Cypress is mostly a recovery play on leverage. The first trap was produced through reducing the inherited inventories from Spansion, but this has run its course, and was responsible for much of the 2016 improvement.

But there is still a good deal of leverage left in firing up the fab 25, which they also acquired with Spansion, this has three years to run and if executed according to plan, a financially much healthier company is the end result.
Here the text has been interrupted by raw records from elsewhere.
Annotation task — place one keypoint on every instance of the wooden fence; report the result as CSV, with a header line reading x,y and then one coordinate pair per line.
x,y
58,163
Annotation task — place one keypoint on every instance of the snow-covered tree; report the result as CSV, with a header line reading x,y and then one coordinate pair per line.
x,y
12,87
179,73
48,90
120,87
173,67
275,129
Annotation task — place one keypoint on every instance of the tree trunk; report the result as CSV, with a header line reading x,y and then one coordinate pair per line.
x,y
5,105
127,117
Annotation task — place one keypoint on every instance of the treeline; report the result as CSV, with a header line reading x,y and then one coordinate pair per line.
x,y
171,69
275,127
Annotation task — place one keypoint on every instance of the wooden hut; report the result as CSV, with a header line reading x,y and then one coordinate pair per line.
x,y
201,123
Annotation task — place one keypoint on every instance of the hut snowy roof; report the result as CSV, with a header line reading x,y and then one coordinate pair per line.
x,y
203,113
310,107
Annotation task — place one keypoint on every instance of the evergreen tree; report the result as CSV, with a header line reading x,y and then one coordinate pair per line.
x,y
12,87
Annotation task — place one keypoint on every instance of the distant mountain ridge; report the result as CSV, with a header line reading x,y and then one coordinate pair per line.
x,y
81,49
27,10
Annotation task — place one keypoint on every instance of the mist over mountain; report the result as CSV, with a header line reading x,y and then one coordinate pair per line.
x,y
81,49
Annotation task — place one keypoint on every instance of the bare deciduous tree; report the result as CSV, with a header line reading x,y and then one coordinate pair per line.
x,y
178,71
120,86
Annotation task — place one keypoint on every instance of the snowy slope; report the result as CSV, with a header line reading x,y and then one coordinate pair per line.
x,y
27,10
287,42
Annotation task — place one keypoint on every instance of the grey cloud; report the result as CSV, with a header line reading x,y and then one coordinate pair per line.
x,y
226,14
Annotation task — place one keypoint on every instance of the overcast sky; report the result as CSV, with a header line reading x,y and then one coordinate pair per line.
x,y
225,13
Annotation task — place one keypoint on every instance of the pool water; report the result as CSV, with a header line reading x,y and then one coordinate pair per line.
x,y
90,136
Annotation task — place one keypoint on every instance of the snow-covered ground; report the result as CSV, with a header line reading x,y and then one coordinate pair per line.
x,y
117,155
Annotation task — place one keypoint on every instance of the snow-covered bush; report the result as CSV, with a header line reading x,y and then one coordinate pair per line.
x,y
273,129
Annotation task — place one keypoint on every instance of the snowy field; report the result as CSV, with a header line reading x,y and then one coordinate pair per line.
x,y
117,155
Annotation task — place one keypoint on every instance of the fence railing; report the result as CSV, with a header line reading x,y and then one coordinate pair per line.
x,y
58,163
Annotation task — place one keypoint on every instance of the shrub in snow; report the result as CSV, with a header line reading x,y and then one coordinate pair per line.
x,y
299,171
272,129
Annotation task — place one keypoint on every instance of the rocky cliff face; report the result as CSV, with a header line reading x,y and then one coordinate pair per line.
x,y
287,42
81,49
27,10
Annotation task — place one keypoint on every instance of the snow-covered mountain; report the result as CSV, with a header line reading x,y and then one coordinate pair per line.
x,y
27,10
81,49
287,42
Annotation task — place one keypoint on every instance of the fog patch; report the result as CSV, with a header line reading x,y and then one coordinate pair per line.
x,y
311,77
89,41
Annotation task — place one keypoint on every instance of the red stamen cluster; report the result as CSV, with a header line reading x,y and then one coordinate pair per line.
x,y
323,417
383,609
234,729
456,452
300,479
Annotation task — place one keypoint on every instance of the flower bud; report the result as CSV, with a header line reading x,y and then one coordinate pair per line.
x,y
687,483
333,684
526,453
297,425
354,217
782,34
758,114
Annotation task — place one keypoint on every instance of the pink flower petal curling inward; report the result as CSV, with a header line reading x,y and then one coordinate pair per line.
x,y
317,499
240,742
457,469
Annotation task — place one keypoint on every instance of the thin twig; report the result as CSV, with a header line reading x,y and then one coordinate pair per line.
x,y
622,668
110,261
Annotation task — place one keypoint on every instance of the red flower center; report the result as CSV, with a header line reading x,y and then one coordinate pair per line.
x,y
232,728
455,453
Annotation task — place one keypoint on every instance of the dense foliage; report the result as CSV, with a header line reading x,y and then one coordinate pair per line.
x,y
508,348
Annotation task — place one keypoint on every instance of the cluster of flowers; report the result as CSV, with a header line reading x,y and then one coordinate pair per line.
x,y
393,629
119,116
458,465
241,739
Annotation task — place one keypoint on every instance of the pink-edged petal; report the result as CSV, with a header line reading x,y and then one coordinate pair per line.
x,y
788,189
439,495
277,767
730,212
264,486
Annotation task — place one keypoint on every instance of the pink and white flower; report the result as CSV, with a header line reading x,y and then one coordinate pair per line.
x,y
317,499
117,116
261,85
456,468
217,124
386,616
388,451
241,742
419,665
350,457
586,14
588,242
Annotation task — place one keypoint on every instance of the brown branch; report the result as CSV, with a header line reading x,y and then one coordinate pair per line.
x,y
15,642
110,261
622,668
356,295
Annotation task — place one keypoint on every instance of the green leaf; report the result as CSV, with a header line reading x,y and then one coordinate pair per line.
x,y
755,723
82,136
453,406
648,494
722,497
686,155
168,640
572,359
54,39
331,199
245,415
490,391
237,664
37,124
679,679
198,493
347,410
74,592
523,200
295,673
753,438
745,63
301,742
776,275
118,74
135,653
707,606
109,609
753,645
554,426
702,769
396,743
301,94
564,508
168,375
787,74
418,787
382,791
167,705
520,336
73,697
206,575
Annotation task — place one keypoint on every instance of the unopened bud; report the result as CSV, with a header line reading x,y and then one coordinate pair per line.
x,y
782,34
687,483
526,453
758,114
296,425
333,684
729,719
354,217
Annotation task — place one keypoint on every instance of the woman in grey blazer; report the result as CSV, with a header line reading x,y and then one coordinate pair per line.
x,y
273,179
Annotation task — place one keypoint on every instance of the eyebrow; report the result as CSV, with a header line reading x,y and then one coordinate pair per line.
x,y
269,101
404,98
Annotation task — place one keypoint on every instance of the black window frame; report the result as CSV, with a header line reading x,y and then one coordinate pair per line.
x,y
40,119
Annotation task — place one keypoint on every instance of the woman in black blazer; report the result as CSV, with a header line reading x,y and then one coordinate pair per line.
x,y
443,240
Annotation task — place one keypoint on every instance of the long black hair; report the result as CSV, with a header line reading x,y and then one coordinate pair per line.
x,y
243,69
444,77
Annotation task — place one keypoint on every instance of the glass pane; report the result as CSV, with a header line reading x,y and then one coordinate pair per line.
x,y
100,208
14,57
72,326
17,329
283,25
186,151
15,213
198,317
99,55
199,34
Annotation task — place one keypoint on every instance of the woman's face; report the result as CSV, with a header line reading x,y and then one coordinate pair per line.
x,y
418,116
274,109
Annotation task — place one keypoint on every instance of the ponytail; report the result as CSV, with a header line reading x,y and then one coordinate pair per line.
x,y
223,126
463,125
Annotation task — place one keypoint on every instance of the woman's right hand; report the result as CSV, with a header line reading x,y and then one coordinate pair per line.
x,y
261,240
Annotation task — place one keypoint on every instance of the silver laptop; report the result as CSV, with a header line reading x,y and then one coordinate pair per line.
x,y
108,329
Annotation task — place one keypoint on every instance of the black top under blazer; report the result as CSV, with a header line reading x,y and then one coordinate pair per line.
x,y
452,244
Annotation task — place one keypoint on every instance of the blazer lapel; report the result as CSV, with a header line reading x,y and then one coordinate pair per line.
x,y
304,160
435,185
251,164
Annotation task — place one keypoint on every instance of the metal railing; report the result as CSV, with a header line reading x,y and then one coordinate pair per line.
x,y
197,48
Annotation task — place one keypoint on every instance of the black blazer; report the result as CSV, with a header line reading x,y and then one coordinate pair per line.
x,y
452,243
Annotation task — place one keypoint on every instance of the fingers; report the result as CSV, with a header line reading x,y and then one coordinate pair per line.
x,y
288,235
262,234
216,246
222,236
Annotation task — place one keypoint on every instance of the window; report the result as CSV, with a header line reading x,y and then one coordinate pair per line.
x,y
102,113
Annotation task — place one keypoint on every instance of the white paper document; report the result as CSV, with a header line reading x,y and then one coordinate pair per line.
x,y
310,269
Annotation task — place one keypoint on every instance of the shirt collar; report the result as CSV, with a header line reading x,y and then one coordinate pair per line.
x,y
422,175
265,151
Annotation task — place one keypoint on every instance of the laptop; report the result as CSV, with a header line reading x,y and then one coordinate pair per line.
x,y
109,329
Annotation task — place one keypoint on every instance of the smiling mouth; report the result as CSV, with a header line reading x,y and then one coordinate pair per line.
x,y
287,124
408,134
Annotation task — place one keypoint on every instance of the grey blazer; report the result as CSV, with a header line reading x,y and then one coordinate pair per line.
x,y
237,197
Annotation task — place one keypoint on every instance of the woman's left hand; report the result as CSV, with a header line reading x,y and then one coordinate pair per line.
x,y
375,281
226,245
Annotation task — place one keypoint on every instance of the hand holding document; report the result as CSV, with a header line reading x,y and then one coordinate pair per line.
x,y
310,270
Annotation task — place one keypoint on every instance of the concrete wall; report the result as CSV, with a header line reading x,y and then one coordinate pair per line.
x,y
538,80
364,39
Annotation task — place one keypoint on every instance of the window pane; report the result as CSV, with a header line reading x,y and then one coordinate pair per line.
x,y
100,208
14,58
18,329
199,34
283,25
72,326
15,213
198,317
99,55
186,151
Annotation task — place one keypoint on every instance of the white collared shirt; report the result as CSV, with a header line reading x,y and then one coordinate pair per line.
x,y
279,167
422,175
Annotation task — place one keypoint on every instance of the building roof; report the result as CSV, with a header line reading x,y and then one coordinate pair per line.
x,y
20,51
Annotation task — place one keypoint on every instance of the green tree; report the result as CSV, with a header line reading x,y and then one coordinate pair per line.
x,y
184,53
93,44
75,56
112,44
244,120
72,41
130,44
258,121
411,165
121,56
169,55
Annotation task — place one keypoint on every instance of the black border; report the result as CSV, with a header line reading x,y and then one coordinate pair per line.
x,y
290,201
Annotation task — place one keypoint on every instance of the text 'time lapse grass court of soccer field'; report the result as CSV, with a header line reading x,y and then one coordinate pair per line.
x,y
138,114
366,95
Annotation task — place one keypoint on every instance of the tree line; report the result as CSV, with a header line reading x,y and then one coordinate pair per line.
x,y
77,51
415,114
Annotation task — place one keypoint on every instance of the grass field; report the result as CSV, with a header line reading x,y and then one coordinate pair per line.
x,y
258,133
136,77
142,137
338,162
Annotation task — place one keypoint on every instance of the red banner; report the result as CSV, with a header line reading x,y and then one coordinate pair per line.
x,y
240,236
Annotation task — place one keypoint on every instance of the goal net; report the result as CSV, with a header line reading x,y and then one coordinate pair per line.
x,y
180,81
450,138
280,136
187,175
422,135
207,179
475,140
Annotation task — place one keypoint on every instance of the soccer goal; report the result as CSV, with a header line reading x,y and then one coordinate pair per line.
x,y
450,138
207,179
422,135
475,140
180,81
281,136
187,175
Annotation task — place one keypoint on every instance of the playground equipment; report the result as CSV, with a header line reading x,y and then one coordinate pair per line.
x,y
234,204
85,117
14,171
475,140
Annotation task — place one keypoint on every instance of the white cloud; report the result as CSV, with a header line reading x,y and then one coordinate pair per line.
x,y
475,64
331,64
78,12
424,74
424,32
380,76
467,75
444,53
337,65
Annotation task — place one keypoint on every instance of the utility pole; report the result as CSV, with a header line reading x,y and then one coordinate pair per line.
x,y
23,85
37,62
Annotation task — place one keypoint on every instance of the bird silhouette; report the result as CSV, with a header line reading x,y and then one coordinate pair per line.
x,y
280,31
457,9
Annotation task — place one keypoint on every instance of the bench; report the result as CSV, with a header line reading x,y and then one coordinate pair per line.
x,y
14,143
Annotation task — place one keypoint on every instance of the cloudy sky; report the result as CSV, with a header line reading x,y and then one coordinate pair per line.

The growth on which the leverage is planned is 7%-9% a year, given the opportunities in IoT, automotive and Type-C, this doesn’t seem too far fetched.

The company has an attractive 3%+ dividend yield but on the other hand it has $1.19B in long-term debt and a 2%-2.5% rising share count a year because of stock based compensation.

Given the valuation, a good part of Cypress 3.0 has already been priced in but we think it’s still an attractive stock longer term, given the leverage left in the model and the ongoing debt reduction.

Disclosure: I/we have no positions in any stocks mentioned, but may initiate a long position in CY over the next 72 hours.

I wrote this article myself, and it expresses my own opinions. I am not receiving compensation for it (other than from Seeking Alpha). I have no business relationship with any company whose stock is mentioned in this article.